Below are some rough thoughts that I’ve hacked out on the data collection process and results so far. They are somewhat scattered at this point, so bear with me. I’ve also included thoughts on potential graphs that can be made to display the findings as of yet.
Based on the preliminary searches I did on the Web of Science citations and having completed searching and analysis for most of the accession numbers in Google Scholar, it seems that articles which cite the dataset rather than the data collection article are more likely to actually reuse the data. It appears that most papers cite the dataset directly in the text referring to the repository name or abbreviation and then the Unique Identifier. For data reuse of GEO and Array Express repositories especially, it was also common to have a table listing all of the Unique identifiers of datasets reused in the study.
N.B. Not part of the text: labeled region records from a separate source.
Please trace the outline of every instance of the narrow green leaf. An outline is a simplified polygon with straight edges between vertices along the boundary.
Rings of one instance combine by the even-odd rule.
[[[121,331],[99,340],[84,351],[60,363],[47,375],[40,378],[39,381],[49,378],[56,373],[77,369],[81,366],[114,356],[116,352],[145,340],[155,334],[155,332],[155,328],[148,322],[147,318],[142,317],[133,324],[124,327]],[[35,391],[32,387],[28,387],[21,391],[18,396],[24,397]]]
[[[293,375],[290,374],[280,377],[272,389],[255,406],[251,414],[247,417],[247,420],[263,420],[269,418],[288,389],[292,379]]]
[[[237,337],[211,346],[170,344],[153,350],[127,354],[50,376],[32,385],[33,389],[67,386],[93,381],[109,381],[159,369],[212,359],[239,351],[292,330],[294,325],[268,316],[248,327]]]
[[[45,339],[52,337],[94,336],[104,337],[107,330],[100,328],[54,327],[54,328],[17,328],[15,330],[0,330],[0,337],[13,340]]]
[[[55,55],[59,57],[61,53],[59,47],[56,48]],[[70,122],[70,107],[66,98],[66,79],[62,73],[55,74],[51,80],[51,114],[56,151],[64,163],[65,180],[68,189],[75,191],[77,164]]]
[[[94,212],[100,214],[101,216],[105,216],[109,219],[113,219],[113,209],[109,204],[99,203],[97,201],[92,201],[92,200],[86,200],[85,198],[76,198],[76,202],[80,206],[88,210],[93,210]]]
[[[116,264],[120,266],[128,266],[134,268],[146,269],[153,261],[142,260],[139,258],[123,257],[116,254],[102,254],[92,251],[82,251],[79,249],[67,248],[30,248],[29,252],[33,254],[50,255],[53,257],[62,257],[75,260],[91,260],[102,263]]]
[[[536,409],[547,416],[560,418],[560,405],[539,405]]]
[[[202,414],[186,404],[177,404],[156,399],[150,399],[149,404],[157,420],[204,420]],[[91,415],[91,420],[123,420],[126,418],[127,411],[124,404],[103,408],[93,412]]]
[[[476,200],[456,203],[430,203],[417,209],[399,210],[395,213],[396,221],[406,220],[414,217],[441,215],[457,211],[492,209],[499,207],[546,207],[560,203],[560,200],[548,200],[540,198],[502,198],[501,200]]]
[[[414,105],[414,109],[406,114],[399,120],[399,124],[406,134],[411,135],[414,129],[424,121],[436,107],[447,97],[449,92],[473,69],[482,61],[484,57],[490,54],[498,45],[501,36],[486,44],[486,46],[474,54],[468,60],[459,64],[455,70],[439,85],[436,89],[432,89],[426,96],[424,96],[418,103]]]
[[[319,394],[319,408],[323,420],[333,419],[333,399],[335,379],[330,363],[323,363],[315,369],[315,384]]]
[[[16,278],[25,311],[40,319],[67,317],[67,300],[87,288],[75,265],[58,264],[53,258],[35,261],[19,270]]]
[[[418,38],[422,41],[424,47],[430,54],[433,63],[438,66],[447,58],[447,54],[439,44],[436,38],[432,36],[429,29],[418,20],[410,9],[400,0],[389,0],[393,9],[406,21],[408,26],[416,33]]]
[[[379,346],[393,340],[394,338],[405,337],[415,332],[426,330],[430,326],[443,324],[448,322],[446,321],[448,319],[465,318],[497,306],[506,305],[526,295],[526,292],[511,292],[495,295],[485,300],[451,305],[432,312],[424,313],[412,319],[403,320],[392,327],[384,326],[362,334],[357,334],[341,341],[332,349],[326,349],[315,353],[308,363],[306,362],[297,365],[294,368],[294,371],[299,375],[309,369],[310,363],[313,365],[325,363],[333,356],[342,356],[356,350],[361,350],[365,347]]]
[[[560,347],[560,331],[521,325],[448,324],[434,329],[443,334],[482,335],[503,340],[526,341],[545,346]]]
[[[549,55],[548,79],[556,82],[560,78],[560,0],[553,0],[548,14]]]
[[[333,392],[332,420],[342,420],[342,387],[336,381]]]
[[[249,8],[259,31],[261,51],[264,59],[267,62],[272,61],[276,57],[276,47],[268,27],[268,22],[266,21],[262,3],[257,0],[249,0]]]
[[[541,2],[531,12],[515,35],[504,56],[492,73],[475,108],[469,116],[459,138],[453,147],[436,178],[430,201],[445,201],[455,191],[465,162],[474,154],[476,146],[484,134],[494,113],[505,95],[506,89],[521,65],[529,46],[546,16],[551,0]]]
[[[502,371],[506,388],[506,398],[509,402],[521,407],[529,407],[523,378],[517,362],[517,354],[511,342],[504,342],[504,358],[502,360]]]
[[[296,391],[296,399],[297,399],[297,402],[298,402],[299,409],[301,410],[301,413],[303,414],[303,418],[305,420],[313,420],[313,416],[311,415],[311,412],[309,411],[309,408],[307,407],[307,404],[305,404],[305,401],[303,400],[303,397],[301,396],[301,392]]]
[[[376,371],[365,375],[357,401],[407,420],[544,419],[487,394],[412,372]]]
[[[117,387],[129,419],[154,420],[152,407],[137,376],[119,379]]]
Data repositories that have a more unique data identifier allow a search with a higher recall and precision, whereas data repositories that have a generic data identifier such as a four digit number require more search parameters to increase precision so much that some potential hits may be excluded. For example, GEOROC has a 4 or 5 digit ID without an associated letter or repository identifier. Therefore we had restrict the search terms to GEOROC9022 OR “GEOROC 9022” where 9022 is the GEOROC assigned ID number, as the search for GEOROC 9022 without quotation marks returned way too many unrelated results to sort through. However, this may have weeded out potential data reuses that were not found, as no hits were found using those search terms for the GEOROC repository. A better search that returned more precise results was GEO; out of 165 citations collected, only 6 did not cite the dataset. This is directly related to unique identifiers for GEO having the three letters GSE directly preceeding the the 4+ digit accession number without a space between. Repositories using a DOI for each dataset were also somewhat easier to track, although you had to search for the doi without the prefix “doi:”, with the prefix, and with the prefix and a space as authors do not cite DOIs consistently and Google does not tell you how the algorithm works for retrieving articles within Google Scholar so creating a search string is always hit an miss until you find a combination that works.
Potential graphs so far
- Bar Graph
- x-axis: Data Repositories
- y-axis: total data hits found, with bar increments from bottom up of total articles reused, reused as example, data cited but not used, and does not cite data (unless remove this info as I didn’t include hits if they didn’t seem relevant)
- Multi-Line graph – one line per data repository
- x-axis: number of hits/dataset
- y-axis: number of datasets
- Unknown type – based on per dataset level (within data repository)
- # of citations in WoS
- # of hits from the DOI